Самым правильным сейчас было бы выстрелить погромче. И не в воздух, а промеж глаз кому-нибудь. Кому-нибудь бесполезному, каких всегда большинство. Тогда сразу бы вернулись в реальность. Генерал даже потянулся было к личному оружию, но передумал. Лучше не подавать примера, а то следующая пуля запросто прилетит самому генералу, и не промеж глаз, а со спины, в затылок. Эти смогут. Генерал Маркелов не обольщался насчет нравственных качеств своих единомышленников.
Но время шло, и как-то надо было приводить офицеров в рабочее состояние. Или откладывать совещание на неделю-другую, пока не пройдет эйфория от захвата власти.
Генерал обдумал проблему, потом с сожалением достал пистолет и выстрелил. Раз уступишь, другой, а там и до потери власти недалеко. А власть генерал Маркелов терять никак не мог, потому что это означало для него одновременно и потерю головы.
Эффект получился ожидаемым. Майор-порученец, послуживший мишенью, взмахнул руками и рухнул, остальные замерли, словно замороженные взглядом гигантской змеи. И змея эта звалась — Смерть. Раньше на совещаниях офицеров не стреляли. Раньше на совещаниях улыбались, говорили ничего не значащие речи, делали доклады, отстраняли от сытых мест, в крайнем случае. Стрелять — это потом, втихомолку, с соблюдением приличий и очень, очень редко, только если договориться не получилось. А тут Смерть молча встала рядом с креслом каждого. И косу подняла.
— Не думайте, что сейчас подходящее время меня предать, — заметил генерал. — Он — думал.
Майор действительно решил поиграть за обе стороны. Не в первый раз, конечно, но теперь генерал мог от него избавиться, потому что недостатка в кадрах больше не было. К победителям многие желали присоединиться. Многие — но не все.
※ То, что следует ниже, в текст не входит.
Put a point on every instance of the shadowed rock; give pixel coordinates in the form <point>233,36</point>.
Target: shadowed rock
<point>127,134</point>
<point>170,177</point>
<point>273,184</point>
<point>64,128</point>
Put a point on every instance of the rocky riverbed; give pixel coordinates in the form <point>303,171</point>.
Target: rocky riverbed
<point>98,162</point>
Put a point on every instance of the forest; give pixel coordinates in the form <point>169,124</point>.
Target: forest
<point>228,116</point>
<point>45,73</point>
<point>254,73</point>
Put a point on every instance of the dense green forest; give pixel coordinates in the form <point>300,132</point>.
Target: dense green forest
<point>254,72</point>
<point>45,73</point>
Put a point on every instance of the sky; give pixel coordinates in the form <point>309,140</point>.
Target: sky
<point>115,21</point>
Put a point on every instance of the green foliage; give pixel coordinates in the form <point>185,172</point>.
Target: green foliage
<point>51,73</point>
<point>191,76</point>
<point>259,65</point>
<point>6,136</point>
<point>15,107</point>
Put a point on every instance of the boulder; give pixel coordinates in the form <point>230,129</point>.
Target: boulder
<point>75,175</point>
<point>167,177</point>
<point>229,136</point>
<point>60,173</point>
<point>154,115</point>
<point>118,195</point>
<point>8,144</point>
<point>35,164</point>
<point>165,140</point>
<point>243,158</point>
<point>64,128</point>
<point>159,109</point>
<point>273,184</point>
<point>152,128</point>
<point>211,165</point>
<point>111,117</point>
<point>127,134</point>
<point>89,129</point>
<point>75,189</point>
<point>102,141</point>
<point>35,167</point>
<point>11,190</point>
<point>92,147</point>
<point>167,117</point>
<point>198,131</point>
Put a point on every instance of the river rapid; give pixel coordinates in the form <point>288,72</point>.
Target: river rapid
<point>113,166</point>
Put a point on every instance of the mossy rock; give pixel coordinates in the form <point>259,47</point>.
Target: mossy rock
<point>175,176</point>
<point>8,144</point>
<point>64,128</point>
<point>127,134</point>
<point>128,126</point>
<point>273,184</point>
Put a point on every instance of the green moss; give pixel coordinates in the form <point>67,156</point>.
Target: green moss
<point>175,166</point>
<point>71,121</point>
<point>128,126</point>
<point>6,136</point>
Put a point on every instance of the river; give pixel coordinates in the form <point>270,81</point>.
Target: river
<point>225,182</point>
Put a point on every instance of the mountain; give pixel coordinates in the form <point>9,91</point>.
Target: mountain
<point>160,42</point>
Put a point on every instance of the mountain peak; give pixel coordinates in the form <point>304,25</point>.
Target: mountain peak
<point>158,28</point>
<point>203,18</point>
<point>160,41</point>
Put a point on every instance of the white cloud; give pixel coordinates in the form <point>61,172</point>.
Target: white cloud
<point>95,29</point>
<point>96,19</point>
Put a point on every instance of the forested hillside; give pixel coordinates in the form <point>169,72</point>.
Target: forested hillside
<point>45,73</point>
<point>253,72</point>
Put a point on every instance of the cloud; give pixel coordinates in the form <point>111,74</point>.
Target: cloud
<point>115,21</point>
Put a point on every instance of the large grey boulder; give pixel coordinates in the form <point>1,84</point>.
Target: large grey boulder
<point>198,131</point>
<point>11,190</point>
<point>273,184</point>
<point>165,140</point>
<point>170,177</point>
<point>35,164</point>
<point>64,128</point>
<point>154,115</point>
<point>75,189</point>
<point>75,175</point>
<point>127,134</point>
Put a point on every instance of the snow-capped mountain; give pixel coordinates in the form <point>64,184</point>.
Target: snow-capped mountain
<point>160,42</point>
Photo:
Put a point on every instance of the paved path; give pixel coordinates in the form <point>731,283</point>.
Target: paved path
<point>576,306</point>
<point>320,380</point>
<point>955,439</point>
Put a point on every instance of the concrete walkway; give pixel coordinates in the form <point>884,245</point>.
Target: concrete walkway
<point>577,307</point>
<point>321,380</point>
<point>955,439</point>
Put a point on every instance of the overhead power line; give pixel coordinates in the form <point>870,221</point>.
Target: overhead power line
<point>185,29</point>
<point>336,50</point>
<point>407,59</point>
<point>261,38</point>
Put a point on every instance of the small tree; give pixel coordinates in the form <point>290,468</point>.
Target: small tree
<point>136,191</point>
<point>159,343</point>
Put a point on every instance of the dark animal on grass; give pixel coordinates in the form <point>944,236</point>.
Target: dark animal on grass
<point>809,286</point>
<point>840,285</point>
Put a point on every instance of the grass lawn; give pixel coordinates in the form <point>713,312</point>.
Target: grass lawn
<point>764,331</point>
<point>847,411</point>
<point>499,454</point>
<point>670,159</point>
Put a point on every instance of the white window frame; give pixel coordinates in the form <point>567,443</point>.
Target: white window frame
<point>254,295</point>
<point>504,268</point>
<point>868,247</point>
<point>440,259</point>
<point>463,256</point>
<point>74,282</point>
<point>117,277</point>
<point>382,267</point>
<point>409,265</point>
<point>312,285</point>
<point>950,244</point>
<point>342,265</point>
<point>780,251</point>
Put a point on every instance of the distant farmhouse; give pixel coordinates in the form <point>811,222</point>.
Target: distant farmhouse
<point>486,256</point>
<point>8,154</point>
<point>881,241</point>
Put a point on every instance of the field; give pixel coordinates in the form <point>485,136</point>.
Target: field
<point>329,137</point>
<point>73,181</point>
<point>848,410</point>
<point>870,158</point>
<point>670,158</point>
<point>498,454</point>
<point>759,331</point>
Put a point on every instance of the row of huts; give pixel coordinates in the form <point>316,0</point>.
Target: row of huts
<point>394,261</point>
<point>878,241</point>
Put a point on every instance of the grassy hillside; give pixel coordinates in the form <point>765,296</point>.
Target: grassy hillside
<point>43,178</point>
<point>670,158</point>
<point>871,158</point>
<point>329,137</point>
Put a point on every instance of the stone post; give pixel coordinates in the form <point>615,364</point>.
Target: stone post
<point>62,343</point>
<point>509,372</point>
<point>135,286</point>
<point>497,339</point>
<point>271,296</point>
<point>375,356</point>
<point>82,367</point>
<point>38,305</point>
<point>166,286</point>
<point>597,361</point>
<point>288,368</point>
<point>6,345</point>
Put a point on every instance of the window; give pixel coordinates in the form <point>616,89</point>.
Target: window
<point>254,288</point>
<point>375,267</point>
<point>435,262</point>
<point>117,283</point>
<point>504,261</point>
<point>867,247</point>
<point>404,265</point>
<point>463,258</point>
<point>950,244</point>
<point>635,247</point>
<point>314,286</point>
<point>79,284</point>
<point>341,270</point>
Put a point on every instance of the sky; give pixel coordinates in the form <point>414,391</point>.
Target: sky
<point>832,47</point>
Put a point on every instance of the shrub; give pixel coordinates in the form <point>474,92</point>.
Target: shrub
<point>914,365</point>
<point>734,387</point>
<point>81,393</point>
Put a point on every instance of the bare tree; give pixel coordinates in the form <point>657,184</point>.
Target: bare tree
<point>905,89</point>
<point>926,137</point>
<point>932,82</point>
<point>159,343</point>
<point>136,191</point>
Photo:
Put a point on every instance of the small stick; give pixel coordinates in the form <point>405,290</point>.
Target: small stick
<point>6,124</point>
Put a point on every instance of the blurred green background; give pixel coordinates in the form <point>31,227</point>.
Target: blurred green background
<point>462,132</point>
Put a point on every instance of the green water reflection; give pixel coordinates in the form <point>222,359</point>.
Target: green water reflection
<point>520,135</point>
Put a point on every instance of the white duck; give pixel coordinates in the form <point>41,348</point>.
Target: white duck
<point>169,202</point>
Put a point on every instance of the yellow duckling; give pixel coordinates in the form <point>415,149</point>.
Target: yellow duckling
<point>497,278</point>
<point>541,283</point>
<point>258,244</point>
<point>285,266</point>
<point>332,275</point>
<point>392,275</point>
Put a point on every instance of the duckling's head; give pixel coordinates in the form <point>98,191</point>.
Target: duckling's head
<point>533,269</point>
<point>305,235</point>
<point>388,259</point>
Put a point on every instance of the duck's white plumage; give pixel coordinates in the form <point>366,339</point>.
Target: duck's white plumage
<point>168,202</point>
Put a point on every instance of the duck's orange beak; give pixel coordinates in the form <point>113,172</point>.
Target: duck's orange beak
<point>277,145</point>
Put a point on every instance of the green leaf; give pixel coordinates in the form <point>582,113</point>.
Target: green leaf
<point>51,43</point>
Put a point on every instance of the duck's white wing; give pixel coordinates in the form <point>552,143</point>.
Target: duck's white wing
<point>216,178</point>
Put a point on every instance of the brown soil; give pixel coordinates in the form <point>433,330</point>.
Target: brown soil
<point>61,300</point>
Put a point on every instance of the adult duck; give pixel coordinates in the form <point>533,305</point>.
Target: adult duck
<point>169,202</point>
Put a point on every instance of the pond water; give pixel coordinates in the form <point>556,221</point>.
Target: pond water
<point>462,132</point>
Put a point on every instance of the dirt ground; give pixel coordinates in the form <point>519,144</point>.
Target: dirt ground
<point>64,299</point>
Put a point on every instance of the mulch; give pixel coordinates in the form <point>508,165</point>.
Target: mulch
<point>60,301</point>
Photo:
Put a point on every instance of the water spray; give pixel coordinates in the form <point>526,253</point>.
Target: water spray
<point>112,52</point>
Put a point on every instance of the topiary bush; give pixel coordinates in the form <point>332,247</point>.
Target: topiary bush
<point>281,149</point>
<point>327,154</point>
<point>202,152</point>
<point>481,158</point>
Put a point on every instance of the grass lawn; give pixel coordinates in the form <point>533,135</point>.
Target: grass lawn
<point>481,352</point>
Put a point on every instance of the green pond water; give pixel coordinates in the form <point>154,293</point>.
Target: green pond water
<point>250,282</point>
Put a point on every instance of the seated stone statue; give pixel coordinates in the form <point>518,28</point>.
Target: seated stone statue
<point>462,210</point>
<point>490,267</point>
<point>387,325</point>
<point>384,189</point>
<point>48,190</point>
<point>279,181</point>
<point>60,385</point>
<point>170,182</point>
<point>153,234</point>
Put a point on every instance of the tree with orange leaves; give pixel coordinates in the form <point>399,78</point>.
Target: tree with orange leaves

Майор лежал неподвижно в проходе, кровь медленно натекала на настоящий, безумно дорогой так называемый «генеральский» паркет. Никто не рискнул его убрать. Никто даже пошевелиться не рискнул.
— Господа, вас не смущает текущая ситуация? — тихо поинтересовался генерал. — Нет? Я так и предполагал.
— А что не так? — с трудом улыбнулся какой-то толстощекий полковник, как припомнил генерал, из отдела материально-технического обеспечения. — Мы победили!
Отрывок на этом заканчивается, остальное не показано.